Mungkin salah satu penyebab merosotnya ekonomi Bumi Lorosae adalah setelah membayar 650 juta dolar pada tahun 2018 kepada perusahaan Shell and ConocoPhillips untuk membeli saham mereka di ladang migas Greater Sunrise.
Greater Sunrise masih dioperasikan oleh Woodside Petroleum Australia, dan oleh sebab itu saham Timor Leste sudah bernilai nol.
Kesepakatan itu merupakan langkah pertama rencana besar yang dieram layaknya telur unggas oleh presiden dan mantan perdana menteri Xanana Gusmao, yaitu untuk membangun industri minyak lokal.

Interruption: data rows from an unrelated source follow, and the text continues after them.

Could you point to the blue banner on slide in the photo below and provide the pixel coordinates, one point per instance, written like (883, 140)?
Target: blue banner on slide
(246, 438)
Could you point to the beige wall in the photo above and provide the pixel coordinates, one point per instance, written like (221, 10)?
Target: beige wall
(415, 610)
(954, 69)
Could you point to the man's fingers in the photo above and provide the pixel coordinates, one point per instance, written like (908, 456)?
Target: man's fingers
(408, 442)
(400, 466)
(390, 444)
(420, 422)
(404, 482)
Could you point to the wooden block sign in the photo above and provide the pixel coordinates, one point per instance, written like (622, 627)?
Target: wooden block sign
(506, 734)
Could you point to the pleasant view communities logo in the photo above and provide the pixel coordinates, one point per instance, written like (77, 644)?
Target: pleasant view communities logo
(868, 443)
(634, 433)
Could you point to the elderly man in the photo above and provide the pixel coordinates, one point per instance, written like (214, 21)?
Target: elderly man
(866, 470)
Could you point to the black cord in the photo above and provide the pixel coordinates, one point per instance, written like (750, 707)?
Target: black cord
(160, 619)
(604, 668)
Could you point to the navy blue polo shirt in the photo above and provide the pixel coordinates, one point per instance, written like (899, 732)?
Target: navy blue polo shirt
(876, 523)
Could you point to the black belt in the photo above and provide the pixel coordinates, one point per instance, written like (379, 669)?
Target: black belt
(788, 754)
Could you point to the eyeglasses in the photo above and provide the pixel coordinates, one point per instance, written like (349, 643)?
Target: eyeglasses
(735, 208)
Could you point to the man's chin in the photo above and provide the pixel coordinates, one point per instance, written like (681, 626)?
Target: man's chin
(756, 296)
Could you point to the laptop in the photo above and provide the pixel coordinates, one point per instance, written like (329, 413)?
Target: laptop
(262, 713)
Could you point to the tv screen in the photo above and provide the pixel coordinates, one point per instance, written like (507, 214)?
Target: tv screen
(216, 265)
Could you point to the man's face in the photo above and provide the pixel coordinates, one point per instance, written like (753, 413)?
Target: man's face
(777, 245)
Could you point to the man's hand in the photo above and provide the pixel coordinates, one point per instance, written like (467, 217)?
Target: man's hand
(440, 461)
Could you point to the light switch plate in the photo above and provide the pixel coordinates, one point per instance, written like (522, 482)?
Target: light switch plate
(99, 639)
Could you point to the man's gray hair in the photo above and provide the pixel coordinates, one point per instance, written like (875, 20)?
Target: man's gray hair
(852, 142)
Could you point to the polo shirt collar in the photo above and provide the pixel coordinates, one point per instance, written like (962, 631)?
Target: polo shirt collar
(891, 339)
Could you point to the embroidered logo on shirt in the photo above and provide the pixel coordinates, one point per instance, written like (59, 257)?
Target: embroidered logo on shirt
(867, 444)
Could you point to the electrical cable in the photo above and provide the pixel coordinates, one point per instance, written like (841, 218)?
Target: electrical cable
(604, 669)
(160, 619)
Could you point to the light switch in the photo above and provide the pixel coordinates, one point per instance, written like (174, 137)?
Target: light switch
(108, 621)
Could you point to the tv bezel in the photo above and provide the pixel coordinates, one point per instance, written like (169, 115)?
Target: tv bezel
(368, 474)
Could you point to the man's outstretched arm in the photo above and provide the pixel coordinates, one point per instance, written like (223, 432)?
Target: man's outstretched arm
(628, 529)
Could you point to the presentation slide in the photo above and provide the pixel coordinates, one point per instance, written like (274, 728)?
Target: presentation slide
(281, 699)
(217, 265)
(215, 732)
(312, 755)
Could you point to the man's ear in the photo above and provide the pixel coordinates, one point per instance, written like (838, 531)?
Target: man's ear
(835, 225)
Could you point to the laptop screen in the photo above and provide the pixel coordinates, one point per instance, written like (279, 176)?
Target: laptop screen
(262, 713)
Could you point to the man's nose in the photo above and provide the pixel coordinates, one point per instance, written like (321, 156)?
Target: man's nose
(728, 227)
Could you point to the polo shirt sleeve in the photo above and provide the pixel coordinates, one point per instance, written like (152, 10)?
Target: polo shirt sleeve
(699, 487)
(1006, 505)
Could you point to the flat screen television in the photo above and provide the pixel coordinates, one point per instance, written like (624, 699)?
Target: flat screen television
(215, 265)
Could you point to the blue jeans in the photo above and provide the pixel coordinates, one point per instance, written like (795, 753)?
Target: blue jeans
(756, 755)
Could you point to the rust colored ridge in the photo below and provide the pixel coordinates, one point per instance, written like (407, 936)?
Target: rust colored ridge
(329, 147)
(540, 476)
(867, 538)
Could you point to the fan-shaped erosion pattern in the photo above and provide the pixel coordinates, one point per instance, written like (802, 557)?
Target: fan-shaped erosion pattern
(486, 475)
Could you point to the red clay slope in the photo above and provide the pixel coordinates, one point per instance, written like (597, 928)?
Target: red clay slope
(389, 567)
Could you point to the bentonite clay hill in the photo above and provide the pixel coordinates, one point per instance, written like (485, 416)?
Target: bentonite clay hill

Rencana itu melibatkan 450 juta dolar untuk bandara dan jalan raya yang dibangun di pantai selatan dengan penduduk yang jarang.
Xanana Gusmao telah diperingatkan oleh semua ahli yang mengatakan jika seluruh rencana tersebut sangat tidak fleksibel.
Dampaknya baru terasa saat ini, dengan menguras kantong Timor Leste setidaknya 1,1 miliar dolar, senilai dengan pendapatan kotor negara itu tahun lalu, atau sebesar Rp 16 triliun.
Bisnis yang tidak kompeten itu seharusnya tidak dilanjutkan lagi, sedangkan investasi di bidang pertanian hanya menarik sekitar 2% dari APBNl tahun lalu, padahal 80% populasi Timor Leste bergantung pada investasi tersebut untuk bertahan hidup.
Investasi kesehatan hanya mencakup 0,3% GDP, pendidikan pun hanya mendapat porsi 0,2% GDP.
Inilah letak akar masalahnya: alokasi bagian terbesar dari pengeluaran pemerintah digunakan untuk proyek infrastruktur dan kesombongan berskala besar.
Satu-satunya cara mencegah Timor Leste dari kehancuran adalah menyesuaikan perkembangan ekonomi dengan pendekatan yang berfokus pada penyediaan jasa-jasa dasar dan membangun industri yang lebih beragam yang akan menyediakan lapangan pekerjaan jangka panjang seperti industri wisata dan manufaktur.